Combien de milliards seront-ils véritablement consacrés au développement des énergies renouvelables, ou même à la construction de lignes de TGV sur le sol américain comme l’a suggéré le nouvel hôte de la Maison Blanche ?
Reste que le FMI se verra doté d’une capacité de prêts pouvant atteindre 1 000 milliards de dollars. Cela fera-t-il le poids face aux 4 000 milliards de dollars d’actifs toxiques encore détenus par les banques occidentales, d’après une dernière enquête parue hier dans la presse britannique ?
** Cela ne préfigure-t-il pas un nouveau séisme financier pour la fin de l’année 2009 ?
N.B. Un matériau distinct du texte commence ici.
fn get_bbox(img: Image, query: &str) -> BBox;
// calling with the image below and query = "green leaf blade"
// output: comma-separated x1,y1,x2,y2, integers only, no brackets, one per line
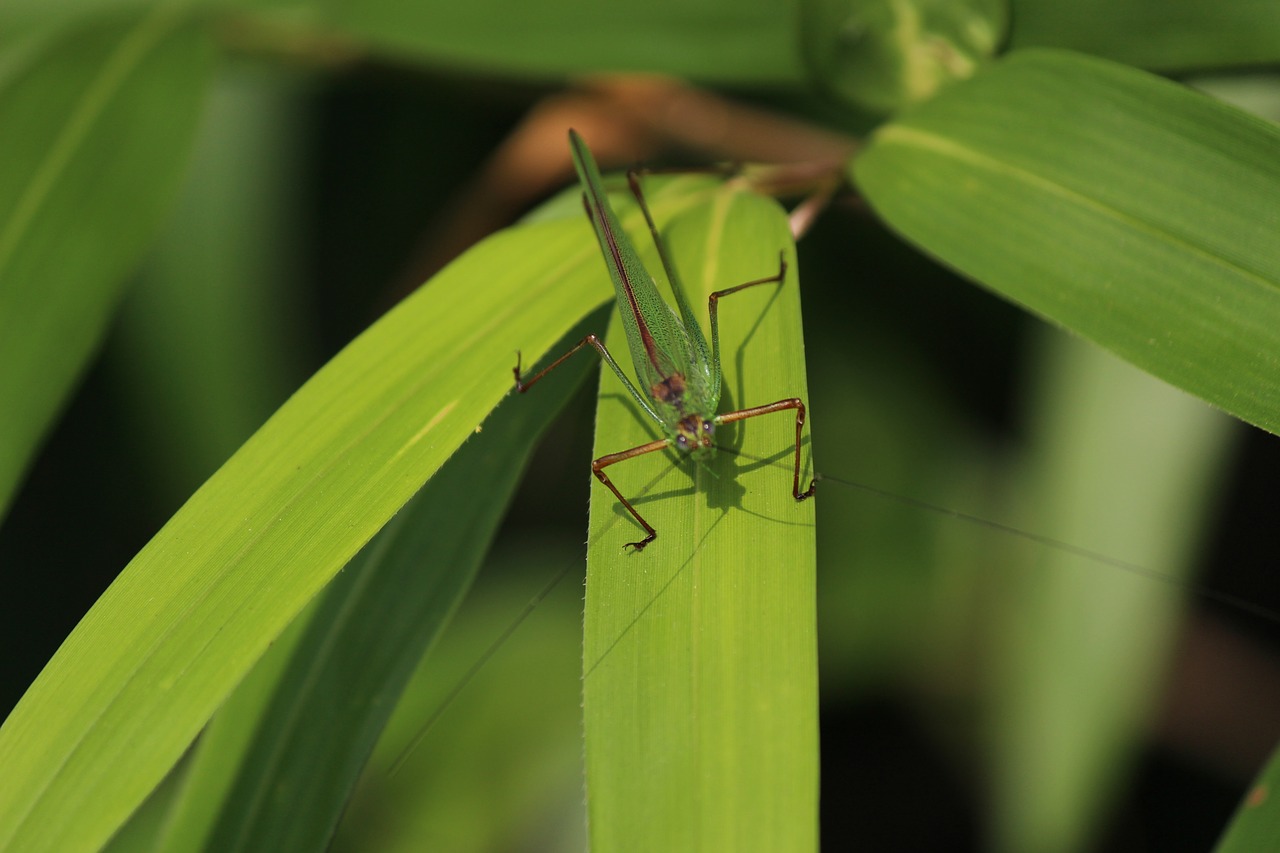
0,211,601,852
322,0,802,84
854,49,1280,436
1009,0,1280,70
583,180,818,850
158,318,595,853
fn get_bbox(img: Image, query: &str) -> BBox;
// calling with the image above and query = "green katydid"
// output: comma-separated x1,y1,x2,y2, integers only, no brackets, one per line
514,129,815,551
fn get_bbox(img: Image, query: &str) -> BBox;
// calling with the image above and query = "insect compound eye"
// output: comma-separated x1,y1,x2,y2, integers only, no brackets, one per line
676,434,689,449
Nous recherchons activement un précurseur furtif de krach, à l’image de l’argon s’échappant de la croûte terrestre. Il y a quelques mois, cela avait été la hausse du yen — pour des raisons techniques liées à l’inversion du carry trade. Aujourd’hui, nous parions sur la chute du trafic aérien — voyages d’affaires, fret et, dans une moindre mesure, kilomètres parcourus dans le cadre de déplacements touristiques.
De tels signes avant-coureurs d’une nouvelle offensive de la Très Grande Crise, cela n’existe pas en matière économique, nous affirment les spin doctors qui coachent les plus influents dirigeants de la planète. Si c’était le cas, des contre-mesures efficaces auraient forcément été mises en place pour neutraliser le risque.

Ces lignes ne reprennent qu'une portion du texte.